Suatu saat sang istri sengaja bangun siang dan tidak melakukan aktivitas rutin kerumahtanggaan. Ia tidak memasak, tidak membereskan kotoran dapur, tidak mencuci baju, tidak membersihkan rumah, tidak mengurus anak-anak. Ia menunggu respon suaminya. Berharap suaminya akan marah dan mereka akan bertengkar karena kemarahan suami tersebut.
Sampai siang ia tidak mendengar keributan apapun di rumah. Setelah keluar dari kamar tidur, ia segera menuju ke dapur. Tertegun ia di dapur, menyaksikan semua sudah beres. Makanan sudah tersedia di meja makan, dapur sudah bersih, ruang keluarga dan teras sudah tampak rapi dan bersih, cucian sudah dijemur. Semua sudah tampak beres. Ternyata sang suami dengan damai mengerjakan sendiri semua aktivitas kerumahtanggaan tersebut.
Tanpa harus marah-marah dan menyalahkan istrinya, sang suami melaksanakan sendiri semua aktivitas praktis kerumahtanggaan sampai beres. Ia merasa tidak perlu membangunkan dan mengganggu sang istri yang mungkin sedang kelelahan serta memerlukan istirahan yang cukup. Usaha sang istri untuk mengajak berantem ternyata gagal. Sang suami memang bukan tipe lelaki yang suka berantem dengan istri. Ia lebih mudah mengalah demi kebaikan keluarga.
Mengelola Dinamika Keluarga
Sesungguhnya yang diperlukan adalah kemampuan mengelola dinamika keluarga. Bersyukur atas apa yang dikaruniakan Allah, dan bersabar atas apa yang belum didapatkan dalam kehidupan. Ada saat mengalami konflik, ada saat reda dan damai dalam ketenteraman. Ada masa memiliki kelebihan harta, ada pula saat harus kekurangan dan menderita. Semua itu hanyalah bagian-bagian puzle kehidupan dan kebahagiaan yang harus dilewati.
Jika selalu mampu bersikap positif dalam menghadapi dinamika, semua akan selalu indah dirasakan.
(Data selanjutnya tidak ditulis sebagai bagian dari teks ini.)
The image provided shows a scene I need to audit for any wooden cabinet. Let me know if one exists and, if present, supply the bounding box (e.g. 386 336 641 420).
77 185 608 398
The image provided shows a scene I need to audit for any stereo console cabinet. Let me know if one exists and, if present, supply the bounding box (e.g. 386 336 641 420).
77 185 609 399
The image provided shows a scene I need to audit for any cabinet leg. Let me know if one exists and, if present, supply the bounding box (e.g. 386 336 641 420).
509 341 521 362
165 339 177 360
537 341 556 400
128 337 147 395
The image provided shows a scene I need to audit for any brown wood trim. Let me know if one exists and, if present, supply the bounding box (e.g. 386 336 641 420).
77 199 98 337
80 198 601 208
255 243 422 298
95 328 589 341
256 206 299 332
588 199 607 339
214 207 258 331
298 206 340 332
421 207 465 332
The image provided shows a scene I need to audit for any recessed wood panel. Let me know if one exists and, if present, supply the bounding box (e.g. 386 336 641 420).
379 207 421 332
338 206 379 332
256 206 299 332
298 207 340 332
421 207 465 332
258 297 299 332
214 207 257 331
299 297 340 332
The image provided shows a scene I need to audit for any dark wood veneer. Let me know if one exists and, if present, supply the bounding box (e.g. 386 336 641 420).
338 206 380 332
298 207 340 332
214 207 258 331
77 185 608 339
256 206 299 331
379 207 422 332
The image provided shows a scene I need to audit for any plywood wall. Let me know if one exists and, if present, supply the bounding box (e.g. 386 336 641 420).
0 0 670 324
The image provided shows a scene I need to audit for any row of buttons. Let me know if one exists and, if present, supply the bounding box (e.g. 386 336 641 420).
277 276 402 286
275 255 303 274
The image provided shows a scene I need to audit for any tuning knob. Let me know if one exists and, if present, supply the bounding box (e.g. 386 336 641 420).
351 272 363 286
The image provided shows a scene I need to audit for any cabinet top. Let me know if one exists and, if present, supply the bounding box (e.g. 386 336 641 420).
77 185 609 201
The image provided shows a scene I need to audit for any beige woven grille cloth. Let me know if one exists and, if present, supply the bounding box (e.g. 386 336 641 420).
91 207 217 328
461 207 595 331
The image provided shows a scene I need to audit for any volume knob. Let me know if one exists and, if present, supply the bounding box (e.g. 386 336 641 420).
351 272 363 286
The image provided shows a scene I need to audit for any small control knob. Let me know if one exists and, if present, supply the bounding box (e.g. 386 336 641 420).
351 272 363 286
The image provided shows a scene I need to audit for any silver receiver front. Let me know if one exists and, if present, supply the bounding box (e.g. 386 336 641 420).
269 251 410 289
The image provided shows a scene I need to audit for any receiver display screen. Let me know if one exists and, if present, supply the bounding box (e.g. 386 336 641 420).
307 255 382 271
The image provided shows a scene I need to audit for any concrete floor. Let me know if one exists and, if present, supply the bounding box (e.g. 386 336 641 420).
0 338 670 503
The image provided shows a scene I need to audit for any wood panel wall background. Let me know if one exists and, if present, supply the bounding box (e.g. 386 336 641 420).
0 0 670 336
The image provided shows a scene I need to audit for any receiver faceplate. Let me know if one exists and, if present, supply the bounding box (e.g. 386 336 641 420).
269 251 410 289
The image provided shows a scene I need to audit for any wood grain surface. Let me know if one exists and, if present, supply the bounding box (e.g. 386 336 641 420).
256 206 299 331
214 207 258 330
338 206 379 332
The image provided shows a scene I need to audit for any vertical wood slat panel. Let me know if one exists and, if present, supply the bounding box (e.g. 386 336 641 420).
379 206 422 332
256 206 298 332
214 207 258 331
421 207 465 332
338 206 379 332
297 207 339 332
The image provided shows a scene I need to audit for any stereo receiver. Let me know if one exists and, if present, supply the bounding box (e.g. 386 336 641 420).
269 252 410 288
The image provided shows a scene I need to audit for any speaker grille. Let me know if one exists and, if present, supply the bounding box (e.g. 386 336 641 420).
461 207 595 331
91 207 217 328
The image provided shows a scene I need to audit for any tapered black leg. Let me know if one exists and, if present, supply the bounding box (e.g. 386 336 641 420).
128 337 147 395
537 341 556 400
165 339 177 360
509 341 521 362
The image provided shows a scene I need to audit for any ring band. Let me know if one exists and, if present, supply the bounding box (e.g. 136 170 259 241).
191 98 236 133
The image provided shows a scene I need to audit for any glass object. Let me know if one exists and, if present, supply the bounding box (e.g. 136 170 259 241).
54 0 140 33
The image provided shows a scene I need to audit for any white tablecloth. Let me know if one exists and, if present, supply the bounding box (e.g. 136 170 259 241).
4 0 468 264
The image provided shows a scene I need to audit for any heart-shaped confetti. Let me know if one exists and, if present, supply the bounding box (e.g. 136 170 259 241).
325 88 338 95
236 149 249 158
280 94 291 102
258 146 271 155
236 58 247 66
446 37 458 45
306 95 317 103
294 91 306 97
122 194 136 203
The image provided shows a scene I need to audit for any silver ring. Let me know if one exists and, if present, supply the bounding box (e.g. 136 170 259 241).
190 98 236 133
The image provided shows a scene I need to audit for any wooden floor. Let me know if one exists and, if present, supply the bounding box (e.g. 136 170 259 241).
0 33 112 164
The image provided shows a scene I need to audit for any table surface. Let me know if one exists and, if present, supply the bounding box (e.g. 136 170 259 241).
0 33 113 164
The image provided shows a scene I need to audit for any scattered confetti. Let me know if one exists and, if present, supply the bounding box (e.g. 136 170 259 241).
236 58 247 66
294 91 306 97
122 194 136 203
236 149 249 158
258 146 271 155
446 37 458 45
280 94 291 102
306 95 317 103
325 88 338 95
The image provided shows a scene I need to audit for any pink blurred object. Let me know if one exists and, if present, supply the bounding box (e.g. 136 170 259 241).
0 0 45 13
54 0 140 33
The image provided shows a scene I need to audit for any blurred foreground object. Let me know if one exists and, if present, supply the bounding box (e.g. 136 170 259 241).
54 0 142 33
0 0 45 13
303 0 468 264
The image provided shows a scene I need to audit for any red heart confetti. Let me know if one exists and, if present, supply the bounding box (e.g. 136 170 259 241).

Konflik hanyalah satu bagian dari keping puzle kabahagiaan. Tidak untuk dicari apalagi diusahakan, namun apabila mengalami jangan melarikan diri. Hadapi konflik dengan hati dan kepala dingin agar cepat reda dan terselesaikan dengan sebaik-baiknya. Biasakan memecahkan masalah berdua saja, agar persoalan bisa dilokalisir dan tidak melebar kemana-mana.
Bagi yang tidak pernah mengalami konflik, jangan mencoba-coba dengan sengaja membuat masalah. Hadapi saja semua dinamika keluarga secara dewasa. Semua akan indah jika mampu bersikap secara tepat dalam setiap suasana.